9 thoughts on “The Least of our Brothers”

  1.  Only 7 people showed up?

    That tells you all you need to know. White Americans by and large don’t want to pick fruit because they know of the woeful working conditions and low pay.

    Now ask yourself, why is it okay for immigrants to work these jobs under these conditions?

    Is it really on anybody conscience that Foxxcon workers are paid 80 cent an hour to make Ipads, Ipods, Nanos and PS3’s?

    No you’re wages have been pushed down since the 1970’s and instead of these companies building these things in America or even Japan, they build them on the back of cheap labor, keep all the profit and give you something for a reasonable cost, whatever the market will bear.

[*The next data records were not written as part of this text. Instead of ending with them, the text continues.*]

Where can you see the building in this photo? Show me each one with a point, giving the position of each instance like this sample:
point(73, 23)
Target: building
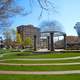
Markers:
point(77, 28)
point(26, 31)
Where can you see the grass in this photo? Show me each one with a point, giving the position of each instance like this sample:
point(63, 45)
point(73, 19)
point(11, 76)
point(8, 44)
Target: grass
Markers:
point(26, 55)
point(40, 68)
point(40, 77)
point(40, 62)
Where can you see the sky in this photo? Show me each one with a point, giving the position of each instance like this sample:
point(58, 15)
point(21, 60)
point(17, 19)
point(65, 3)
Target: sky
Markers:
point(67, 12)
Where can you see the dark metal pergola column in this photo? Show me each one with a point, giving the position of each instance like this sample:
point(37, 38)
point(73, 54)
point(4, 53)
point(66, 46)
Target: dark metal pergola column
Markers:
point(34, 42)
point(48, 42)
point(52, 41)
point(65, 45)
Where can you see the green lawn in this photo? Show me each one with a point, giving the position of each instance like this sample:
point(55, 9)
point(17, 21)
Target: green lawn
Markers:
point(38, 62)
point(40, 77)
point(26, 55)
point(40, 68)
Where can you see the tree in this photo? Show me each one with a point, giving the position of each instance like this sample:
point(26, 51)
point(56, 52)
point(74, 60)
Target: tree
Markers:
point(28, 42)
point(8, 40)
point(18, 38)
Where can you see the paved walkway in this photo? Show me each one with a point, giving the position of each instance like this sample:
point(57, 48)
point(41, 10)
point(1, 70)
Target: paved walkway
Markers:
point(41, 72)
point(47, 64)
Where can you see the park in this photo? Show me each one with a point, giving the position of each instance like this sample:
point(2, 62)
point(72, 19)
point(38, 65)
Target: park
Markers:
point(46, 47)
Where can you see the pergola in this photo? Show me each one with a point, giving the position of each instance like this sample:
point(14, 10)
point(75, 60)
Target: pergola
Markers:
point(50, 39)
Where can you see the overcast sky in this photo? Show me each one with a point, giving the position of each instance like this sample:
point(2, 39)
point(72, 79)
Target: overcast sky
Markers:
point(68, 13)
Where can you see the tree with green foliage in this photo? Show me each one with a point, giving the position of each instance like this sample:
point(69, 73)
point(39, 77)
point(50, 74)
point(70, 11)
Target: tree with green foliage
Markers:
point(18, 39)
point(27, 42)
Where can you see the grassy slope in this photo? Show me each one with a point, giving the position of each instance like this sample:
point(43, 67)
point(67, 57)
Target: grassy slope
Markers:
point(40, 68)
point(57, 55)
point(40, 77)
point(37, 62)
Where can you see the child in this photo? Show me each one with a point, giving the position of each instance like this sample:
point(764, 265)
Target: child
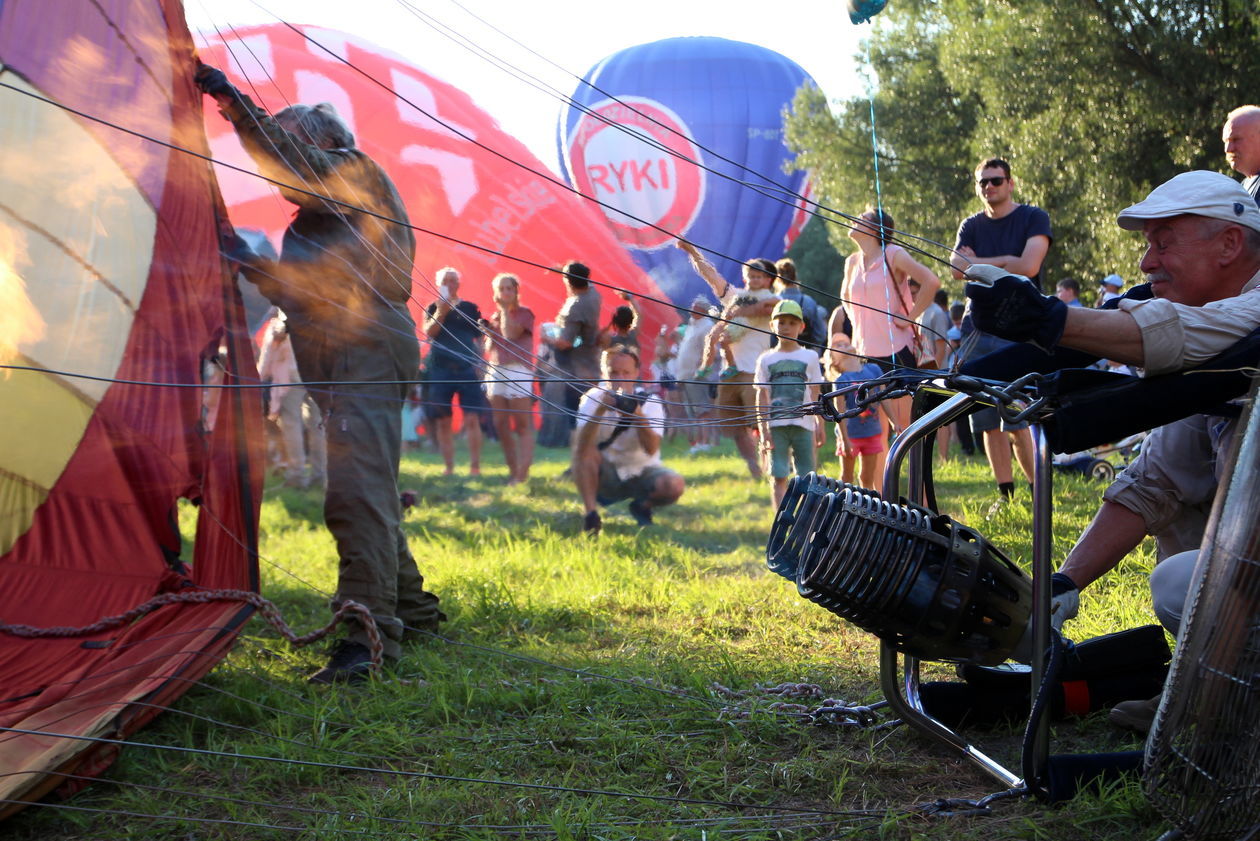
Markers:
point(862, 436)
point(788, 377)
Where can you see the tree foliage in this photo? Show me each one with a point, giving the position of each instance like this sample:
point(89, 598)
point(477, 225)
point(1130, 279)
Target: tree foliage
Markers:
point(1094, 102)
point(819, 266)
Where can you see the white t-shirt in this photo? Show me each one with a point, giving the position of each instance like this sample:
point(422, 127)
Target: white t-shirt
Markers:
point(692, 347)
point(625, 454)
point(746, 344)
point(789, 375)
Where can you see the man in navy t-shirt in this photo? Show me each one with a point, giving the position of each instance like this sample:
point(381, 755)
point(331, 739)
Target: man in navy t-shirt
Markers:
point(454, 330)
point(1014, 237)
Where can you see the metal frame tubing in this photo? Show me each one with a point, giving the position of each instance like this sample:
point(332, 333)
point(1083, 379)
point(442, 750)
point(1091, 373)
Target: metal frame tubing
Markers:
point(902, 692)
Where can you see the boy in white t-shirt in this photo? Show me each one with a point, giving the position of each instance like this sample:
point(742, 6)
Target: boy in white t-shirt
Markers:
point(788, 377)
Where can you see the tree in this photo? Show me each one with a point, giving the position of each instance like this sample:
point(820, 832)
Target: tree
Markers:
point(1094, 102)
point(819, 266)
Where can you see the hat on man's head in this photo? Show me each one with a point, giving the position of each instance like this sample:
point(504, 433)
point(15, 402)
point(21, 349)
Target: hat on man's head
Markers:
point(1196, 193)
point(786, 307)
point(764, 266)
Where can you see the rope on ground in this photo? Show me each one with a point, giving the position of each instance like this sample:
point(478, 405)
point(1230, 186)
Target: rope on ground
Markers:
point(828, 711)
point(347, 610)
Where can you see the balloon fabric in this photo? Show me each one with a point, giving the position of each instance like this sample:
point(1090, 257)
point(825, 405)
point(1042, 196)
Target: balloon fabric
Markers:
point(684, 138)
point(485, 201)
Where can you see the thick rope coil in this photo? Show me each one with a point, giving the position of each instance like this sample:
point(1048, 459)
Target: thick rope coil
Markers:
point(269, 612)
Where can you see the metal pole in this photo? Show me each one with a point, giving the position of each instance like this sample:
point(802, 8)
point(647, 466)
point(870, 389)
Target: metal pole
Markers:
point(1042, 545)
point(902, 695)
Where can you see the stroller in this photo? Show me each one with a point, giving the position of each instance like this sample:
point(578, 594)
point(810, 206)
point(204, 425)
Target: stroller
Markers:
point(1096, 463)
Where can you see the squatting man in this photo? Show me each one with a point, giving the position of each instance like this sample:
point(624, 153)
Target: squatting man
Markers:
point(616, 450)
point(1202, 265)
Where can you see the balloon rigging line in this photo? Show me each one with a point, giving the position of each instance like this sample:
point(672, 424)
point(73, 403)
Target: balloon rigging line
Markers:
point(890, 285)
point(665, 424)
point(328, 198)
point(776, 822)
point(363, 816)
point(488, 649)
point(383, 257)
point(794, 198)
point(586, 110)
point(369, 212)
point(544, 175)
point(418, 774)
point(563, 185)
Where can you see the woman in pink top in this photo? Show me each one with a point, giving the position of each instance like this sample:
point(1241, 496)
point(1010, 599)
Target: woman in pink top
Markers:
point(509, 378)
point(876, 293)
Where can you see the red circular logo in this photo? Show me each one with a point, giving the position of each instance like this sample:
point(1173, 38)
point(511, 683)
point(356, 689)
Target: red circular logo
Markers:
point(634, 155)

    This is 100% Racism pure and simple. White America and even some of Black America doesn’t think very much of immigrants especially those with Brown skin, save for Russians/Ukrainians but that’s for another post and another day.    

  2. While Stephen Colbert’s heart is certainly in the right place on this, whoever suggested that he testify “in character” should be drawn and quartered.

    Every news report of his testimony that I’ve seen or heard about said next to nothing about the plight of migrant workers, or especially the UFW’s “take our job” campaign and results. It was entirely focused on his “character” and his “humor.”  Even Anderson Cooper, who I’ve seen cover issues with compassion and emotion, treated this story like a big joke.

    My wife, who shares my viewpoint on social issues, was outraged by this.”There are so many people in this country who already think our government is a joke.” she said.  “This just makes it worse.”

  3. There probably would have been ZERO coverage if Colbert hadn’t been there.  At least the LA Times did report the serious side of Colbert’s testimony, including much of the quote cited above, and this was not only in the regular news article, but also in a commentary piece by James Rainey in the Calendar Section.

    IMHO this was clearly a stunt to draw attention to the situation, but bringing celebrities to testify is not new.  As much as we’d like to, who could forget that Elmo testified to Congress a few years back?  Sad that entertainment and politics must overlap in order for people to pay attention, but Colbert made the most of the situation in my opinion.

  4. Colbert’s effort to bring attention to this issue will be all for naught if it doesn’t mean greater pressure on Democrats and Republicans to support this bill, which is reather non-controversial (it already has 13 Republican co-sponsors, per DDay).  As he describes –

    [The] AgJobs bill is expected to allow current undocumented farm workers already in the United States a path to earn legal status, but the UFW analysis doesn’t expect it to add to the ranks of undocumented migrant workers. The migrants would need to pass criminal and national security background checks before earning legal resident status.

    I will be putting up a diary here in a minute which has a couple suggestions on quick things we can do to support the effort to improve the lives of the folks who bring so much of our food to market.    

  5. Colbert’s appearance on Capitol Hill brought some diffuse, mostly misfocused attention to the plight of migrant workers, but the segments he did on his show completely missed the target.  Last Wednesday he had an interview with Rep. Lofgren and Thursday he did his segment as a farm worker (both available for viewing at  I think his farm worker segment failed because he totally played it for laughs, not even attempting to do real work, barely breaking a sweat. It would have been far more effective for him to do the jokes, and then work for a whole day alongside the migrants and then testify about how hard it really is to do agricultural work.